Its main competitors include other major toll road operators listed on the HKEX, such as Shenzhen Expressway Corporation (0548.HK), Jiangsu Expressway (0177.HK), and Anhui Expressway (0995.HK).
Is Hunlicar Group Limited's latest financial data healthy? How are the revenue, net profit, and debt levels?
According to the 2023 Annual Report and recent interim filings:
Revenue: The group recorded a significant increase in revenue, reaching approximately HK$1.04 billion for the year ended December 31, 2023, largely driven by the expansion of its trading business.
Net Profit: The profit attributable to owners of the company was approximately HK$37.3 million, showing a recovery compared to previous volatile periods.
Debt Situation: The company maintains a relatively high gearing ratio (approximately 77% in recent reports), which is characteristic of the capital-intensive infrastructure industry. However, management has been actively restructuring debt to reduce financing costs.
Is the current valuation of 3638.HK high? How do its P/E and P/B ratios compare to the industry?
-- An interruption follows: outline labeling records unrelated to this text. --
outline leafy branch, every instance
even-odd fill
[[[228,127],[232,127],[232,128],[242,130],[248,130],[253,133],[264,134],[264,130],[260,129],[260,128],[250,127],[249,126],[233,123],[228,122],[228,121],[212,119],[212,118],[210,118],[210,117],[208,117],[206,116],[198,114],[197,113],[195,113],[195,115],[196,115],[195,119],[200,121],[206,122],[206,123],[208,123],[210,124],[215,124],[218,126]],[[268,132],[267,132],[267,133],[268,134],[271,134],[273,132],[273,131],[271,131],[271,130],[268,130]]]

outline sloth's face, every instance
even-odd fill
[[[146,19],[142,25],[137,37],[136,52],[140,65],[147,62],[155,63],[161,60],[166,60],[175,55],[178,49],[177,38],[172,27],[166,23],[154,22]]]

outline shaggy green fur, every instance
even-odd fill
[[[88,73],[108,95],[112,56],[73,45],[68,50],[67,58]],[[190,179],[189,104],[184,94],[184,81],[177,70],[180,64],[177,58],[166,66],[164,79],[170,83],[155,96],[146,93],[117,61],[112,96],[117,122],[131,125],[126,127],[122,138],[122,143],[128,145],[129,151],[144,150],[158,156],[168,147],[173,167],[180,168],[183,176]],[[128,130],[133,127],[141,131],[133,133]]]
As of early 2024, Hunlicar Group Limited often trades at a Price-to-Earnings (P/E) ratio in the range of 8x to 11x, which is generally in line with or slightly lower than the average for small-cap toll road operators. Its Price-to-Book (P/B) ratio typically hovers around 0.6x to 0.8x, suggesting the stock may be undervalued relative to its net assets. Investors should note that the valuation is influenced by the remaining concession periods of its toll road assets.
How has the stock price of 3638.HK performed over the past year compared to its peers?
Over the past 12 months, Hunlicar's stock price has experienced moderate volatility. While it has benefited from the post-pandemic recovery in traffic volume in China, it has occasionally underperformed larger peers like Jiangsu Expressway due to lower liquidity and its smaller market capitalization. The transition and renaming to "Hunlicar" have introduced some speculative interest regarding its new business ventures in energy and spirits trading.
Are there any recent favorable or unfavorable news items for the industry?
Favorable: The Chinese government’s continued emphasis on infrastructure connectivity and the recovery of domestic logistics and travel have bolstered toll revenue.
Unfavorable: The industry faces long-term risks from the toll-free policy during major holidays and the gradual expiration of concession rights. For Hunlicar specifically, the fluctuations in the global energy market can impact the margins of its newer coal product trading segment.
Have any major institutions recently bought or sold Hunlicar Group Limited (3638.HK) shares?
The shareholding structure of Hunlicar is relatively concentrated. The controlling shareholder, Velocity International Investment Limited, maintains a dominant stake. While there has not been significant recent "mega-cap" institutional buying (like BlackRock or Vanguard) reported in massive volumes, the stock sees occasional activity from private equity and regional asset managers focused on high-yield infrastructure plays. Investors are advised to monitor HKEX Disclosure of Interests for any changes exceeding the 5% threshold.